= Las Piñas Chamber =

Trade Association in the Philippines

The Las Piñas Chamber of Commerce & Industry (LPCCI), is a non-stock, non-profit organization, chartered on October 29, 1993. It was one of the two local chambers (the other was the Parañaque Chamber), that was organized by its mother chamber, the South Metro Manila Chamber of Commerce and Industry (SMMCCI).

Among the proponents were Enrique C. Lim, Antonio L. Tamayo, who later became the Charter President, Peter Sy Gaisano and Fernando Francisco. The Chamber is composed of firms from manufacturing and commercial operations related to food, garments, pharmaceutical, plastics, office supplies and equipment, motor vehicles, trucks and jeepney assembly, steel and fabrication, tire and rubber products, home and office furnishings/appliances, real estate development and housing in the municipality of Las Piñas. Companies involved in services such as accounting, management consulting, brokerage, building construction, security, hospital, education and cargo forwarding are also among the member-firms.
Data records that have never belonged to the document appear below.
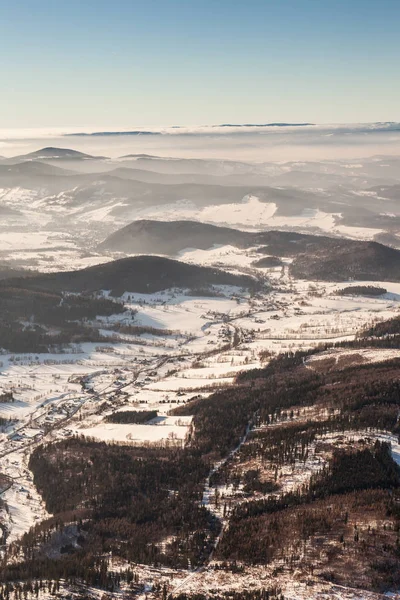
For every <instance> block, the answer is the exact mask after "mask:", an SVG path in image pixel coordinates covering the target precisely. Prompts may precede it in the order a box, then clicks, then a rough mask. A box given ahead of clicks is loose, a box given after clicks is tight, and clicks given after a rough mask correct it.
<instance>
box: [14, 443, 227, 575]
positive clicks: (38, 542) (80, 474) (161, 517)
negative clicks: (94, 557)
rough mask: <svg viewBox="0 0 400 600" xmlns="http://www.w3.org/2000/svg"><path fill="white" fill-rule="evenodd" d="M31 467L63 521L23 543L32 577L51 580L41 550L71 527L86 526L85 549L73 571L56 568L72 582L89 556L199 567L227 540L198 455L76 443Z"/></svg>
mask: <svg viewBox="0 0 400 600" xmlns="http://www.w3.org/2000/svg"><path fill="white" fill-rule="evenodd" d="M29 467H30V469H31V470H32V472H33V474H34V483H35V485H36V487H37V488H38V490H39V492H40V493H41V494H42V496H43V498H44V500H45V502H46V507H47V509H48V511H49V512H51V513H53V514H54V515H55V517H54V519H53V520H50V521H49V522H44V523H42V524H40V525H37V526H36V527H35V528H33V529H31V531H30V532H29V533H27V534H26V535H25V536H24V537H23V539H22V542H21V551H22V553H23V556H24V558H25V560H26V561H32V559H33V558H34V560H33V561H32V562H30V566H29V567H28V566H27V564H26V563H24V564H25V566H24V567H22V566H21V569H22V568H24V569H29V570H30V571H29V572H30V577H40V576H43V575H42V574H43V570H42V566H41V565H42V564H43V560H44V556H43V555H41V553H40V552H39V553H38V552H37V550H36V549H37V548H38V547H40V546H41V545H43V544H44V543H46V541H48V540H49V539H50V537H51V533H52V531H53V530H54V528H55V527H56V526H57V527H58V528H62V527H63V524H66V523H68V522H71V521H73V522H77V523H78V524H79V528H80V530H81V538H80V544H81V548H82V549H81V550H80V551H75V552H74V553H73V554H68V561H67V563H66V562H65V560H64V558H65V557H63V558H61V559H60V560H59V561H58V562H59V563H60V564H59V567H57V564H58V563H57V562H56V563H55V566H54V569H55V571H54V573H56V572H57V574H58V576H60V577H61V576H65V565H66V564H67V565H70V567H69V568H70V569H71V570H70V571H68V573H67V574H68V576H70V575H71V574H73V572H74V569H79V568H80V567H78V566H77V565H79V563H80V561H81V559H82V556H84V557H88V556H98V555H103V554H104V553H109V552H113V554H116V555H119V556H121V557H123V558H125V559H127V560H133V561H136V562H139V563H143V562H144V563H150V564H155V565H161V564H164V565H168V566H174V567H177V566H178V567H185V568H186V567H187V566H188V564H189V561H190V564H192V565H198V564H201V563H202V561H203V560H204V559H205V558H206V557H207V556H208V554H209V552H210V551H211V547H212V544H213V541H214V539H215V536H216V535H217V534H218V532H219V523H218V522H217V521H216V520H215V519H214V518H213V517H212V516H211V514H210V513H209V512H208V511H207V510H206V509H205V508H204V507H202V506H201V503H200V499H201V495H202V487H203V482H204V479H205V477H206V475H207V472H208V466H206V465H205V463H204V462H203V461H202V460H201V457H199V456H196V455H195V454H194V453H191V452H187V451H185V450H181V449H166V448H147V447H146V448H144V447H143V448H141V447H138V448H133V447H126V446H118V445H107V444H105V443H98V442H92V441H90V440H84V439H80V438H72V439H69V440H65V441H63V442H60V443H57V444H52V445H50V446H40V447H38V448H37V449H35V451H34V452H33V454H32V456H31V458H30V463H29ZM164 540H168V541H167V542H165V543H164ZM11 568H12V567H10V569H11ZM15 568H16V569H17V571H18V568H19V567H15ZM43 568H44V567H43ZM57 569H58V571H57ZM7 572H8V571H7ZM63 573H64V575H62V574H63ZM3 576H4V575H3ZM13 576H14V577H15V576H16V572H15V571H14V575H13Z"/></svg>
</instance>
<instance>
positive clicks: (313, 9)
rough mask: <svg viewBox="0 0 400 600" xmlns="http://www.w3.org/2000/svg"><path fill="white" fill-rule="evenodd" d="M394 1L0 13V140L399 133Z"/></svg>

The main purpose of the LPCCI is “to foster closer relations, understanding and cooperation among industrial, manufacturing and commercial establishments in the City of Las Piñas to the end that their full economic, commercial and industrial development and progress may be realized at a faster pace.”

On its first year, various notable projects were undertaken such as scholarship programs for handicapped students in secondary and tertiary levels; participation in seminars on national issues such as Expanded VAT and GATT; dialogue-symposium with the Las Piñas municipal government officials headed by then Mayor Ben Casimiro, the passage of six (6) resolutions covering waste disposals, mass hygiene and water cycling; liquor ban within 200-meter radius from an educational establishment; and creation of multi-sectoral group to address the problem of drug addiction and street children in coordination with the Las Piñas municipal government.

Likewise, the Chamber has established ties with APALPS (Association of Personnel Administrators of Las Piñas and Suburbs) to assist in the manpower requirements of member companies who were confronted with labor problems.

In 2000, Enrique Lim, the Millennium President, steered the Chamber under its theme, “Industrial Peace: A Milestone in the new Millennium.” Among its members who were in the government were House Speaker Manuel Villar, Mayor Vergel Aguilar, former Mayor Rosalino Riguera and Overseas Workers Welfare Administration Administrator Eli Gardiner.

Its principal address was first located at the Republic Steel Tube, Inc. Compound, Pamplona, Las Piñas. Later on, it moved to Blk. 17 Lot 24 M. Consing St., BF Homes Resort Village, Las Piñas. Now its present address is 615 Alabang-Zapote Road, Almanza, Las Piñas.